Beefy Boxes and Bandwidth Generously Provided by pair Networks
Problems? Is your data what you think it is?

Comment on

( #3333=superdoc: print w/replies, xml ) Need Help??

This may be disjointed, I am a little tired after the reading and all the other things I did today. With what I have so far, I have 47 instances of my_sort to alter.

Thank you roboticus for you really long explanation of where I went wrong. I made most of the changes you recommended with a few exceptions.
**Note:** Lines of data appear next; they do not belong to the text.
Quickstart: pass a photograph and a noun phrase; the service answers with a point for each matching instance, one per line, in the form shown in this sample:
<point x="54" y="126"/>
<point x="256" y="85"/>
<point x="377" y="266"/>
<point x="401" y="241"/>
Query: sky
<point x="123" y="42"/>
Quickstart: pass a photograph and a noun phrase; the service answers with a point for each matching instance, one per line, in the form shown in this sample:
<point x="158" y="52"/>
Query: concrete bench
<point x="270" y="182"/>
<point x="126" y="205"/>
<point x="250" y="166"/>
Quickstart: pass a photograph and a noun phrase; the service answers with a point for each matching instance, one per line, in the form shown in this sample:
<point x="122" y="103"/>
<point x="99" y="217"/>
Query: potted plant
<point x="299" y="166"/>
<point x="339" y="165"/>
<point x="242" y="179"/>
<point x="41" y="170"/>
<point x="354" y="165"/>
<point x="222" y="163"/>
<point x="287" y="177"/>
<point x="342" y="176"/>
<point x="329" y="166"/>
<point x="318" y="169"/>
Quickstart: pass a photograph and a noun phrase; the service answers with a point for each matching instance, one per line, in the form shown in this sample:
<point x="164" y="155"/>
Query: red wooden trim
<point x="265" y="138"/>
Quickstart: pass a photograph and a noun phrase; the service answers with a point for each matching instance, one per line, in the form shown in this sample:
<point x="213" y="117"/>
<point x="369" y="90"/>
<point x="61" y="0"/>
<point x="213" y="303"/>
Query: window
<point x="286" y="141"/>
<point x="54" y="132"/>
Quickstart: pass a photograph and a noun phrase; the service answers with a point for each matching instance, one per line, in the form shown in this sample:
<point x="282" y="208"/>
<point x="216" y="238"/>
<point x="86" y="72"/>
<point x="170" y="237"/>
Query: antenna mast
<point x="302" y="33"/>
  • I did not use my_sort_index since I do not know what you had in mind for it. However, I want it in both sort functions since I have directories with files I want sorted by name with their parent index.(pl|shtml|html) file in the mix.
  • I can not figure out how to get the Schwartzian transform into the functions. Where do they go in my_article_sort and my_name_sort? Are they a whole other function?

davido, I looked at Unicode::Collate. I can not see how it would work with hash values. The writer only uses arrays in the examples. The way I use the sort functions now is as follows.

for my $movie (sort { my_article_sort($a->{title},$b->{title}) values +%movies} { ... } for my $alpha (sort { my_article_sort($a,$b) } keys %alpha_movies) { . +.. } for my $character (sort { my_name_sort($a->{name},$b->{name}) values % +player_characters} { ... } for my $color (sort { my_article_sort($a->{name},$b->{name}) values %c +olors} { ... } my @files = (map("$data_dir$_",grep(/txt$/,sort { my_article_sort($a,$ +b) } readdir($directory))));

I looked at both the transform links but got really lost. As stated above, I do not know how they can be added to the two sort functions. Also, I still have problems with map BLOCK (and grep BLOCK). After about six or eight tries to get a map to work, I usually end up doing a for loop to get the desired result whether it be a concatenation, some regex, or math. It has been a long time since I wrote a map, and at the time I had to have someone holding my hand while I was doing it. The map/grep above is about the best I can do at the moment.

7stud, I have begun work on putting the dispatch table into a function. I am not sure of my approach just yet. At least the functions are no longer longer than the screen height. Oh, I looked at Sort::Maker. I do not understand it one bit.

The following is where I am at the moment. (Please ignore short_sorts, it is still a mess. I hardly ever use it.)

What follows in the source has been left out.